Lucy wasn’t holding her breath for the fatted calf. In that house, he would be waiting too, nursing his spite along with his nightly tipple of cheap drugstore wine—one and no more. Lucy made a snorting sound. She’d obviously not inherited that from her father.
The silhouette was framed briefly against the curtains of her old bedroom and Lucy sighed. Mom would be getting her room ready. Lucy would rather dispense with the frenzy of anxious preparation. It couldn’t be helped, however, when you were an only child.
She’d been away long enough to be shocked by the cold that felt as if it would eat your face off before it quit. Ah, yes, Chicago. Other cities had climates, but Chicago had weather— lots of it and all the time.
Suddenly she thought of an old joke. How cold is out there? Cold enough for hell to freeze over and the Cubs to win the pennant. Lucy let out a huge guffaw that was so much more than the tired old workhorse of a joke deserved. Yup, she was so losing it, and she hadn’t even gotten out of the car yet. As an augury, it pretty much sucked.

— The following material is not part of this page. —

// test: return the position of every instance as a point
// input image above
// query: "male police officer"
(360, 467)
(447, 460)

She stared through the snow at the waiting house and took a deep breath and then another. In her head, she chanted the Serenity Prayer. It was all she had against the angry mob of memories clustering around the wooden front porch and jeering at her. The prayer granted her a moment’s reprieve, so she said it again. The knot in her stomach unraveled some. She was here for a reason, and that reason was good and just. Lucy reached for her phone and a teeny bit more reinforcement.
“Hey, you.” Mads was waiting for her call and answered on the first ring.
“How was the flight?”
“Fine.” Lucy snickered. “Boy, are my arms tired.” It was her night for elementary school jokes.